We’re already on track for COVID to be worse than the 1918 Spanish Flu pandemic- back then, they had 1/3 of the population infected and 675,000 deaths. We’re at something like 3% infected, and already have well upwards of 200,000 deaths. What happens when we multiply that by 11? THAT is why people are arguing that we should not loosen up more, or perhaps tighten up some pre-emptively. Otherwise we’re going to get locked down again as hard or harder than last time.

and I wish I lived in a society like that. I am really fucking frustrated, because I am asthmatic and lost a family member early on from COVID. So I am being super careful. I have not set foot in a grocery store or any other building than my own home since March (except for two medical appointments that couldn’t be handled via telemedicine, one of which was to get my flu shot because it seemed safer to go to my doctor’s office for a few minutes than to sit in a random pharmacy for Lord knows how long). Groceries are obtained via delivery, curbside pickup, or growing them in my backyard. I have only seen my own mother outdoors, masked, and from 6+ feet away. The riskiest things we have done since March are host a veggie giveaway at a local community garden, masked and outdoors, for 2 hours a week. Oh, and a couple of times we have had a friend or two in the backyard, again masked and 6’ feet away (luckily we have a couple of small tables, so once we even had a dinner with all parties 20+ feet away from each other). And I can count those occasions on one hand.

We both work remotely and have the good fortune to own a car, so we don’t need to rely on public transportation, although Tom Scud has to go to the office maybe once a month for a couple of hours to work with materials that don’t exist in electronic form. I started a new job a few weeks ago and have literally never been to the office. During quarantine, I decided to try to make a kitchen backsplash and haven’t been able to put a couple of the electrical outlets back together; at this point, it looks like we are simply going to limp along without them until there’s a vaccine, even though it’s somewhat of a safety issue, because I am fucking terrified of having anyone in our house. Thanksgiving has been cancelled.
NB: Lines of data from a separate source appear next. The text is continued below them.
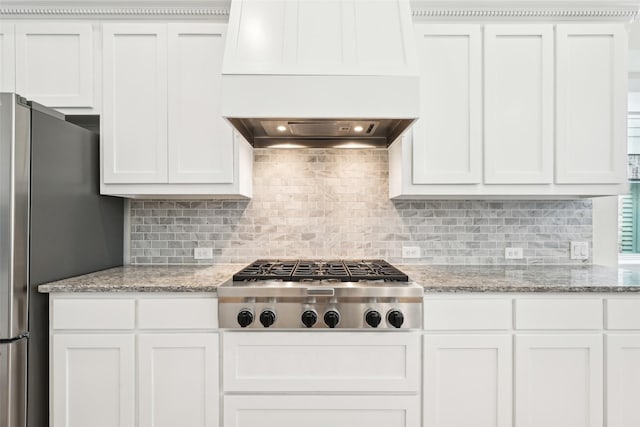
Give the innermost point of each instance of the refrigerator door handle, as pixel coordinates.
(14, 339)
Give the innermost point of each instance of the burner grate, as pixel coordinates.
(342, 270)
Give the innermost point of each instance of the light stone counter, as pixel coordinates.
(503, 278)
(171, 278)
(434, 278)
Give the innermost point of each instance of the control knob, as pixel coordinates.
(245, 318)
(395, 318)
(332, 318)
(309, 318)
(267, 318)
(373, 318)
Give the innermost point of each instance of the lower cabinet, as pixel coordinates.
(623, 380)
(321, 379)
(178, 380)
(467, 380)
(559, 380)
(123, 362)
(321, 411)
(93, 380)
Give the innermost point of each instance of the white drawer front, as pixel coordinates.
(178, 313)
(574, 314)
(321, 411)
(623, 314)
(464, 314)
(84, 314)
(321, 361)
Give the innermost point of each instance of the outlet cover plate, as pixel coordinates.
(513, 253)
(202, 253)
(411, 252)
(580, 250)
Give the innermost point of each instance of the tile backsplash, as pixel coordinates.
(332, 203)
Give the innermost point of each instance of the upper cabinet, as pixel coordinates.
(52, 63)
(527, 109)
(592, 104)
(7, 58)
(162, 131)
(55, 63)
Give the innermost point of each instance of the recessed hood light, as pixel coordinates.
(359, 84)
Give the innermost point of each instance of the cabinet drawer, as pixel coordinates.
(84, 314)
(575, 314)
(337, 411)
(623, 314)
(178, 313)
(321, 361)
(467, 314)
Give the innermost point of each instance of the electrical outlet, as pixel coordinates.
(513, 253)
(203, 253)
(410, 252)
(579, 250)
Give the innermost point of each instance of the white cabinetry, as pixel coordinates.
(134, 127)
(93, 380)
(321, 411)
(178, 380)
(7, 58)
(497, 116)
(162, 129)
(55, 64)
(558, 380)
(623, 379)
(319, 379)
(518, 104)
(101, 377)
(528, 360)
(467, 380)
(592, 103)
(447, 139)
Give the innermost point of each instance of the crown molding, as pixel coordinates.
(522, 9)
(421, 9)
(111, 12)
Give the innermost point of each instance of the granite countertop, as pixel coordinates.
(129, 278)
(434, 278)
(507, 278)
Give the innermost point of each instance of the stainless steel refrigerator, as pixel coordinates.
(53, 225)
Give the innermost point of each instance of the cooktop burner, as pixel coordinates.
(341, 270)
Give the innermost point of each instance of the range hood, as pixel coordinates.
(320, 73)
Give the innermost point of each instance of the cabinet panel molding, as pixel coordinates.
(54, 63)
(134, 124)
(467, 380)
(447, 140)
(518, 104)
(591, 99)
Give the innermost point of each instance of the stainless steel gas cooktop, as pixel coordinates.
(320, 294)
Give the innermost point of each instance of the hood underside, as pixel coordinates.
(320, 133)
(320, 73)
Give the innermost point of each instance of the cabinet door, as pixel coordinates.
(178, 376)
(447, 139)
(518, 104)
(592, 103)
(558, 381)
(321, 411)
(467, 380)
(93, 381)
(7, 58)
(54, 63)
(623, 380)
(134, 121)
(200, 140)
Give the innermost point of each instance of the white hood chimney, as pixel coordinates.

If everyone in the country exercised a similar level of caution when possible (making allowances for people who need to use public transportation and people who do essential jobs that can’t be done remotely), and wore masks when around people not in their household, we’ be DONE by now. If people want to take small risks on occasion, like seeing a family member in a reasonably cautious way, it wouldn’t make a huge difference IF everyone exercised caution the rest of the time. But we are still on the upswing of the next wave of giant clusterfuck because people think their right to gather in large groups without masks, or drink indoors at a bar, trumps everyone else’s right to live a somewhat normal life.

I am hoping I manage not to lose my mind completely over the winter. And that my 77-year-old mom, who lives alone, and my 80-year-old father, who lost his wife of 30+ years to COVID in April, gets enough companionship from my 31-year-old brother, who has uprooted his life with his own girlfriend to be with Dad since April, don’t lose their minds either. And in many ways, my family has it far better than most people - we are middle class, and are either retired or have jobs that allow remote work.

I want to live in a society full of responsible adults. Is that too much to ask? Apparently.

If you’re asking people to stop going to restaurants and bars then yes, you’re asking for too much.

I don’t think your view of society takes into consideration the need for people to socialize and how that need changes over time. People are rioting in Italy over curfews.

Well then that just tells me that they do like what it is happening, an explosion of new cases. /s

https://www.aa.com.tr/en/europe/italy-tops-19-000-new-cases-govt-under-pressure-/2016946

Do I somehow have less need to socialize than anyone else? Hell no, and my mental health is suffering. We would not be under our current levels of restriction if everyone exercised more self-control. And now, where I live, they are having the choice taken away from them again. Which is fine with me if it leads to less time under these levels of restriction overall.